Начало знакомого шедевра: «Говорили, что на набережной появилось новое лицо: дама с собачкой».
Я не буду сейчас приводить удивительное начало «Трех сестер», пьесы, о которой я думал всю свою сознательную режиссерскую жизнь, но которую так и не осмелился поставить, не буду потому, что мне придется говорить о ней слишком много и подробно в дальнейшем на протяжении всей книги; вместо этого напомню вам начало «Чайки». Как странно значительны, почти таинственны — при всей своей тривиальности — две первые ее реплики.
— Отчего вы всегда ходите в черном?
— Это траур по моей жизни[32][32].
Гениальны начала А. П. Платонова:
«В день тридцатилетия личной жизни Вощеву дали расчет с небольшого механического завода, где он добывал средства для своего существования» («Котлован»).
«Трава опять отросла по набитым грунтовым дорогам гражданской войны, потому что война кончилась» («Река Потудань»).
«Он уехал далеко и надолго, почти безвозвратно» («Фро»).
Первая фраза Платонова органична, — вот-вот она распустится и из нее возникнет целый мир, мир неповторимо платоновский, такой же знакомый и такой же неизвестный, как цветок яблони или вишни.

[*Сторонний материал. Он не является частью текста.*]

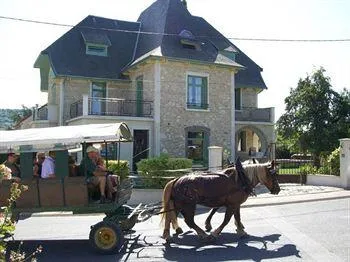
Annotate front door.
[91,82,106,115]
[132,130,149,171]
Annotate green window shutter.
[136,76,143,116]
[201,77,208,109]
[235,88,241,110]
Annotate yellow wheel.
[89,221,123,254]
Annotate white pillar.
[83,94,89,116]
[230,71,236,162]
[208,146,222,172]
[58,78,66,126]
[154,61,161,156]
[340,138,350,188]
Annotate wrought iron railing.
[33,104,48,121]
[70,97,153,119]
[236,107,274,122]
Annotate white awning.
[0,123,132,153]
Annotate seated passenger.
[0,164,12,182]
[41,151,56,178]
[80,146,112,204]
[4,153,21,183]
[33,153,45,178]
[68,156,78,177]
[96,156,119,200]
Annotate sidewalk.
[242,184,350,207]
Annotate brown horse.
[162,162,280,241]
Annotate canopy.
[0,123,132,153]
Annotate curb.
[241,191,350,208]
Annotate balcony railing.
[70,96,153,119]
[236,107,275,122]
[33,104,48,121]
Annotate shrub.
[108,160,130,180]
[327,147,340,176]
[136,154,192,188]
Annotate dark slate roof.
[35,16,140,79]
[136,0,266,88]
[81,30,112,46]
[35,0,266,88]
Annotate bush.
[108,160,130,180]
[327,147,340,176]
[136,154,192,188]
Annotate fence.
[276,159,314,175]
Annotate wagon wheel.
[89,221,123,254]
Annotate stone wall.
[160,61,232,157]
[242,88,258,108]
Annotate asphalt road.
[11,198,350,262]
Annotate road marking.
[257,207,343,262]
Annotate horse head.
[259,160,281,195]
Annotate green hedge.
[136,154,192,188]
[108,160,130,180]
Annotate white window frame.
[185,71,210,112]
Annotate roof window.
[81,31,112,56]
[179,30,200,50]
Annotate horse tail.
[161,179,177,226]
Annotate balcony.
[235,107,275,123]
[70,95,153,119]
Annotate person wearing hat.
[80,146,109,204]
[41,151,56,178]
[4,153,21,182]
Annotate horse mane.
[223,161,267,195]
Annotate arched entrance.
[235,126,268,160]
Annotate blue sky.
[0,0,350,120]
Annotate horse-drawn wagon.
[0,123,161,253]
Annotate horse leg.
[233,207,247,237]
[211,207,234,238]
[171,212,183,235]
[181,205,208,240]
[205,207,219,232]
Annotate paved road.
[10,198,350,262]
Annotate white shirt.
[41,156,55,178]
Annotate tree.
[277,68,350,166]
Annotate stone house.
[31,0,275,166]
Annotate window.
[187,75,208,109]
[136,76,143,116]
[235,88,242,110]
[185,126,210,166]
[90,82,106,115]
[86,44,107,56]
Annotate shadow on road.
[164,233,300,261]
[8,231,300,262]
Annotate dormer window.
[179,30,200,50]
[81,31,112,56]
[86,43,108,56]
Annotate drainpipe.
[154,61,161,156]
[231,71,236,163]
[58,78,66,126]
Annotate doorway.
[132,130,149,171]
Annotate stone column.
[208,146,222,172]
[153,61,161,156]
[340,138,350,188]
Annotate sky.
[0,0,350,121]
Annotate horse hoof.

Но иногда он начинает прямо с шока:
«Фома Пухов не одарен чувствительностью: он на гробе жены вареную колбасу резал, проголодавшись вследствие отсутствия хозяйки» («Сокровенный человек»).
«Моя фамилия Дерьменко» («О том, как потухла лампочка Ильича»).
Другой гений русской литературы в советское время, тихий и незаметный Виктор Курочкин, однажды дико обрадовался, придумав начало, которое смерть не дала ему продолжить, начало безотказное, одновременно издевательское и торжественное, смешное, как хороший анекдот, и эпическое, как легенда:
«Братья Бузыкины шли по Невскому».
Ну вот, после движения назад (которое, по мейерхольдовской биомеханике, должно обязательно предшествовать движению вперед — В. Э. Мейерхольд называл это «отказом»[33][33]), мне пора броситься в атаку на азы моей книги. Не могу сказать, что после приведенных примеров мне будет легче это сделать[34][34].